Doch auch Zucker wird zum Verhängnis, besonders wenn zusätzlich die Mundhygiene zu wünschen übrig lässt. Am besten trinken Kinder nur ungesüßte Flüssigkeiten, ideal ist hierbei Wasser. Kritisch sei nach Erfahrung des Experten auch das ständige Nuckeln an der Flasche oder einem Quetschie. Ebenfalls keine gute Idee seien zuckerhaltige Zwischenmahlzeiten, und auch der Zucker zu den Hauptmahlzeiten sollte reduziert werden.
»Bei kleinen Kindern sind braune Flächen an den Milch-Frontzähnen ein Hinweis auf Saugerflaschenkaries«, erklärt Schiffner. »Bei anderen Zähnen erkennen Eltern Karies als braunes Loch – also dann, wenn es eigentlich schon zu spät ist.« Denn bei einem Milchzahn ist die Karies dann schon so weit fortgeschritten, dass sie den Nerv erreicht hat. Bei fortgeschrittener Karies bleibt bei Kleinkindern oft nur eine Behandlung in Vollnarkose.
Frühere Stadien der Karies, sogenannte Initialkaries, ist hingegen weiß und kann – rechtzeitig entdeckt und behandelt – gestoppt werden. »Kinder sollen also ab dem ersten Zahn frühzeitig und regelmäßig zum Zahnarzt gehen«, betont Schiffner. Er wisse, dass diese Empfehlung häufig zu Verwunderung führt, da mit rund sechs Monaten ja noch gar keine Karies und Behandlungsbedarf bestehen könne. Doch genau deshalb gebe er diese Empfehlung. Denn Vorsorge sei besser als Nachsorge – und obendrein werden Kindern unangenehme Behandlungen erspart und der Besuch beim Zahnarzt wird gar nicht erst zum mit Angst besetzten Ereignis.
Auch wenn kariöse Milchzähne irgendwann ausfallen und Eltern wie Kinder bei den bleibenden Zähnen danach alles besser machen wollen, sollten Eltern bereits gut auf die Milchzähne Acht geben. Denn Zähne erfüllen vielfältige Aufgaben: »Wir wollen dem Kind das Schmerzerlebnis, im sozialen Kontext auch Hänseleien im Kindergarten ersparen und nicht zuletzt eine normale Ernährung gewährleisten.« Denn es sei mittlerweile wissenschaftlich belegt, dass Kinder mit schlechtem Zahnstatus auch nicht normal zunehmen. Und je besser bereits bei Milchzähnen eine gute Mundhygiene etabliert wird, desto einfacher wird diese auch bei den Bleibenden beibehalten und umgesetzt.

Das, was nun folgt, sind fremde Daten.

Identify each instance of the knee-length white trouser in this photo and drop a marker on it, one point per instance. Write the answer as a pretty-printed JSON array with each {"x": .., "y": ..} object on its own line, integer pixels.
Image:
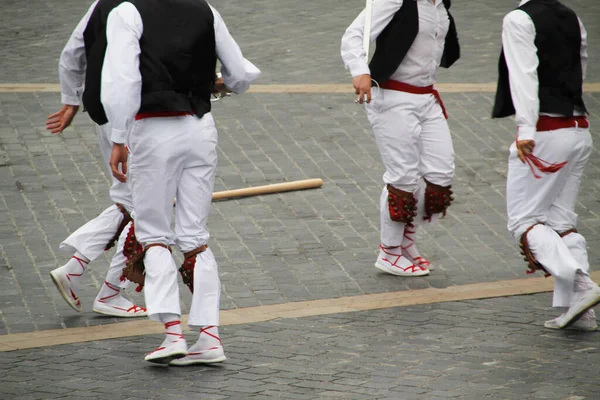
[
  {"x": 550, "y": 201},
  {"x": 92, "y": 238},
  {"x": 175, "y": 157},
  {"x": 414, "y": 143}
]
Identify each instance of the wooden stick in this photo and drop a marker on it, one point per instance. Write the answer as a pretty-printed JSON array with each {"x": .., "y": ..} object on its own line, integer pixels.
[{"x": 266, "y": 189}]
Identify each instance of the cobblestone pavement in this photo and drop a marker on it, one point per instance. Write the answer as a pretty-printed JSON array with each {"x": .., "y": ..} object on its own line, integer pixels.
[
  {"x": 271, "y": 249},
  {"x": 491, "y": 349},
  {"x": 296, "y": 246},
  {"x": 292, "y": 41}
]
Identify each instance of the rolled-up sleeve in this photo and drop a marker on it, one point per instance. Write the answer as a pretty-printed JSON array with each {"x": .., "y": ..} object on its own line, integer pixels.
[
  {"x": 238, "y": 73},
  {"x": 353, "y": 52},
  {"x": 121, "y": 89},
  {"x": 518, "y": 41}
]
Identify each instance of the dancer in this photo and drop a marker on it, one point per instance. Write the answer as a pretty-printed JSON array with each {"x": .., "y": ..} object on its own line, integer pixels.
[
  {"x": 81, "y": 62},
  {"x": 408, "y": 118},
  {"x": 157, "y": 80},
  {"x": 542, "y": 67}
]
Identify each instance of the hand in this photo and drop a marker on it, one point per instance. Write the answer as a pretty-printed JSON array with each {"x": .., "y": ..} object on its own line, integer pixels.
[
  {"x": 362, "y": 86},
  {"x": 524, "y": 148},
  {"x": 119, "y": 156},
  {"x": 61, "y": 120},
  {"x": 220, "y": 87}
]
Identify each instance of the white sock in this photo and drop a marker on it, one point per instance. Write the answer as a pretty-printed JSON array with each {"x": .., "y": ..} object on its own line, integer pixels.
[
  {"x": 209, "y": 338},
  {"x": 173, "y": 328},
  {"x": 75, "y": 268},
  {"x": 583, "y": 282}
]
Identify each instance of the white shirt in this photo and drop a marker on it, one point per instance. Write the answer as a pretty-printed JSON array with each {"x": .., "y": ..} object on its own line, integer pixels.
[
  {"x": 121, "y": 78},
  {"x": 518, "y": 41},
  {"x": 420, "y": 65},
  {"x": 72, "y": 63}
]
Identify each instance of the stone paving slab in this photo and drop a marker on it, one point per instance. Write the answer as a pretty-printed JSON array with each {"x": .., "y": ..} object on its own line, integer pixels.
[
  {"x": 491, "y": 349},
  {"x": 272, "y": 249},
  {"x": 291, "y": 41}
]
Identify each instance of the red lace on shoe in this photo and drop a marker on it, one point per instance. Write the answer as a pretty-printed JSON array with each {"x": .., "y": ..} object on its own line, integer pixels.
[
  {"x": 179, "y": 335},
  {"x": 412, "y": 268},
  {"x": 423, "y": 262},
  {"x": 134, "y": 309},
  {"x": 81, "y": 263},
  {"x": 205, "y": 330}
]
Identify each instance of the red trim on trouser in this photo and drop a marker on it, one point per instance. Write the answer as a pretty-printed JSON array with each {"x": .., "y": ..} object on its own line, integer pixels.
[
  {"x": 205, "y": 330},
  {"x": 405, "y": 87},
  {"x": 81, "y": 263},
  {"x": 134, "y": 308},
  {"x": 547, "y": 123},
  {"x": 159, "y": 114}
]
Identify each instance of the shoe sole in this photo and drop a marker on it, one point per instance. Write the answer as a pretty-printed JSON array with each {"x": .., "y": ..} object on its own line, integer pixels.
[
  {"x": 384, "y": 269},
  {"x": 62, "y": 292},
  {"x": 166, "y": 359},
  {"x": 179, "y": 363},
  {"x": 578, "y": 315},
  {"x": 126, "y": 315},
  {"x": 574, "y": 328}
]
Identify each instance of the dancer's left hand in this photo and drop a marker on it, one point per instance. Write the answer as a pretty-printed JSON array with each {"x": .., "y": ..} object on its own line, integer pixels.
[
  {"x": 119, "y": 156},
  {"x": 524, "y": 148},
  {"x": 61, "y": 120}
]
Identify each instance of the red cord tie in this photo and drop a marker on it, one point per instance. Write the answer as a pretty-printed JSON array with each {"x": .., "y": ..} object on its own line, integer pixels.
[{"x": 542, "y": 165}]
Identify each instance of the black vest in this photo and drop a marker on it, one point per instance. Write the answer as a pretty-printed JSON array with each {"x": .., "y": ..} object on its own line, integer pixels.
[
  {"x": 558, "y": 42},
  {"x": 94, "y": 38},
  {"x": 398, "y": 36},
  {"x": 178, "y": 58}
]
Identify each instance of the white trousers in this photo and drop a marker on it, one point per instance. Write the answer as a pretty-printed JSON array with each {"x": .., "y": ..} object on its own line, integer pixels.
[
  {"x": 551, "y": 201},
  {"x": 175, "y": 157},
  {"x": 91, "y": 239},
  {"x": 414, "y": 143}
]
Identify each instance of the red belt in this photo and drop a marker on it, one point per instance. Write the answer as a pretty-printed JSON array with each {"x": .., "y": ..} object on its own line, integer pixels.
[
  {"x": 546, "y": 123},
  {"x": 405, "y": 87},
  {"x": 159, "y": 114}
]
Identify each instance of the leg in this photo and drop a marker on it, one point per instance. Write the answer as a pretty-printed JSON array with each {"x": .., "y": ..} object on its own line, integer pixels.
[
  {"x": 158, "y": 150},
  {"x": 437, "y": 167},
  {"x": 194, "y": 198},
  {"x": 529, "y": 202},
  {"x": 111, "y": 299},
  {"x": 563, "y": 219},
  {"x": 86, "y": 244},
  {"x": 396, "y": 129}
]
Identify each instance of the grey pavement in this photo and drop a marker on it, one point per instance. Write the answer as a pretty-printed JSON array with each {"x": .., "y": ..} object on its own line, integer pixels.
[
  {"x": 271, "y": 249},
  {"x": 475, "y": 350},
  {"x": 292, "y": 41},
  {"x": 295, "y": 246}
]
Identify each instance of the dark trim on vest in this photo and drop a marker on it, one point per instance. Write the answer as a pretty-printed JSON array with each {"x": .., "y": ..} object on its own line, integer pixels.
[{"x": 398, "y": 37}]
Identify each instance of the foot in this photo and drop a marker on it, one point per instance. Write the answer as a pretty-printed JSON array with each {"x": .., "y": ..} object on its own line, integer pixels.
[
  {"x": 410, "y": 250},
  {"x": 586, "y": 323},
  {"x": 397, "y": 264},
  {"x": 116, "y": 304},
  {"x": 209, "y": 356},
  {"x": 582, "y": 302},
  {"x": 61, "y": 280},
  {"x": 168, "y": 352}
]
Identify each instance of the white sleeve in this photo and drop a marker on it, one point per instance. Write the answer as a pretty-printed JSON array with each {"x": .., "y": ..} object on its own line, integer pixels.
[
  {"x": 518, "y": 41},
  {"x": 72, "y": 63},
  {"x": 238, "y": 73},
  {"x": 584, "y": 46},
  {"x": 121, "y": 90},
  {"x": 353, "y": 53}
]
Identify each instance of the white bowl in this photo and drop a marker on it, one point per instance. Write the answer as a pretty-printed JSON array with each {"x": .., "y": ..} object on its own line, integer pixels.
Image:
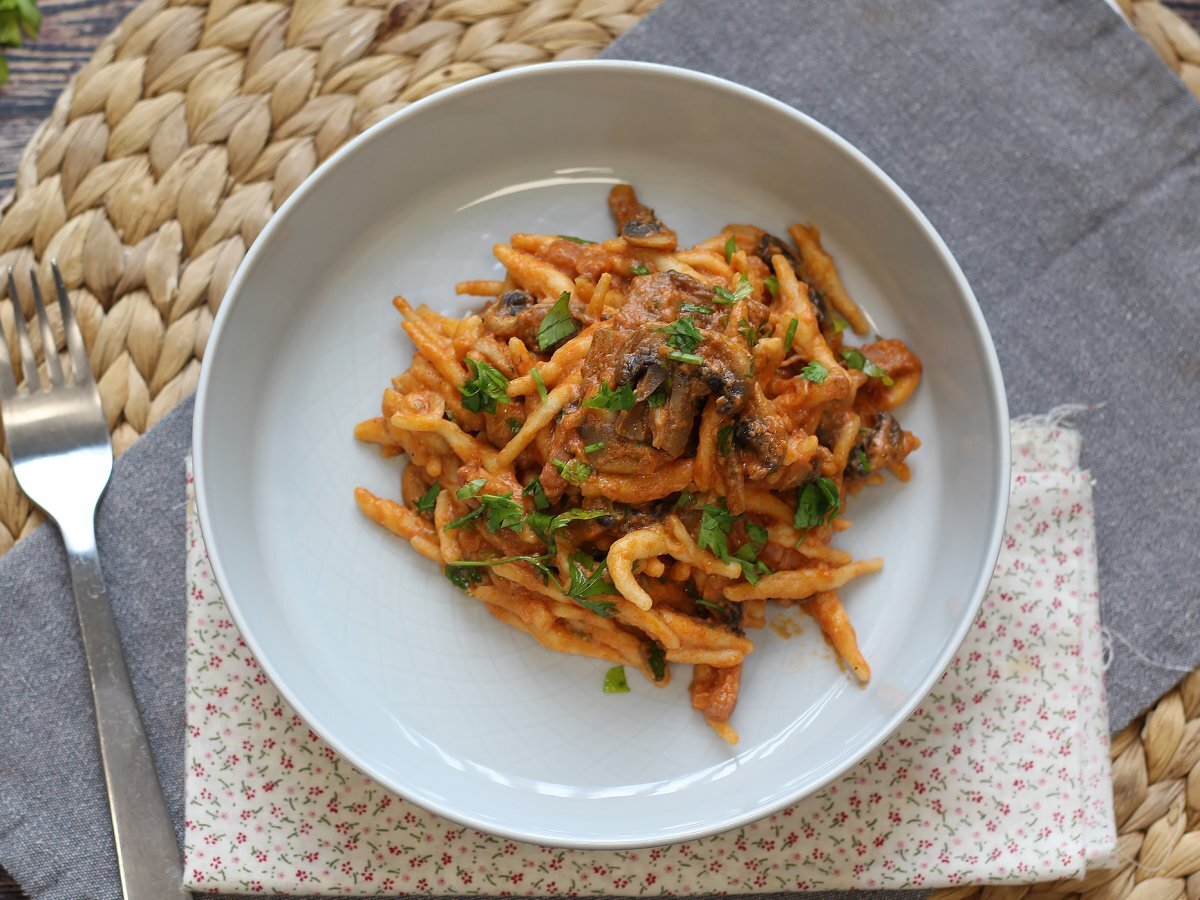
[{"x": 415, "y": 683}]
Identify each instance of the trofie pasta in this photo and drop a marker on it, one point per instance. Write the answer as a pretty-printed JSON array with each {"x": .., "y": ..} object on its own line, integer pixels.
[{"x": 634, "y": 447}]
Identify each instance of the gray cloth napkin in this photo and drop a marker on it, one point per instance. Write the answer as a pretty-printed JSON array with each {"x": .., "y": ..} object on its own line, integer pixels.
[{"x": 1051, "y": 149}]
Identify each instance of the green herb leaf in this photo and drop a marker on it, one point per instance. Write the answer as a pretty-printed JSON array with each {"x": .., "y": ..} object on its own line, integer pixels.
[
  {"x": 816, "y": 503},
  {"x": 471, "y": 490},
  {"x": 538, "y": 383},
  {"x": 558, "y": 324},
  {"x": 534, "y": 490},
  {"x": 725, "y": 441},
  {"x": 815, "y": 372},
  {"x": 790, "y": 335},
  {"x": 573, "y": 471},
  {"x": 615, "y": 681},
  {"x": 429, "y": 499},
  {"x": 462, "y": 576},
  {"x": 857, "y": 359},
  {"x": 613, "y": 400},
  {"x": 715, "y": 522},
  {"x": 486, "y": 385},
  {"x": 683, "y": 335},
  {"x": 657, "y": 659},
  {"x": 741, "y": 292}
]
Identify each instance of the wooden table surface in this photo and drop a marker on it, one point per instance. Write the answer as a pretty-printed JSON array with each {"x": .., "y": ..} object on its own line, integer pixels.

Karies beginnt mit einer zunächst reversiblen Demineralisierung des Zahnschmelzes. Fluorid ist in der Lage, das Gleichgewicht von der Demineralisierung hin zur Remineralisierung zu verschieben. Seit 2021 konnten sich Zahnärzte und Kinderärzte auf einheitliche Empfehlungen einigen. Seitdem gilt: Im ersten Lebensjahr dürfen Eltern auswählen, ob sie ab dem ersten Zahn eine fluoridhaltige Zahnpasta oder lieber Fluorid-Tabletten verwenden. Spätestens ab dem ersten Geburtstag soll es dann aber eine Zahnpasta mit 1000 ppm Fluorid sein. Diese Konzentration ist notwendig, um einen ausreichenden Karies-hemmenden Effekt zu gewährleisten. Im Handel werden teilweise noch Baby-Zahnpasten mit 500 ppm abverkauft. Diese würden aber vor allem bei Kindern mit hohem Kariesrisiko nicht ausreichend schützen, bei denen es besonders wichtig wäre.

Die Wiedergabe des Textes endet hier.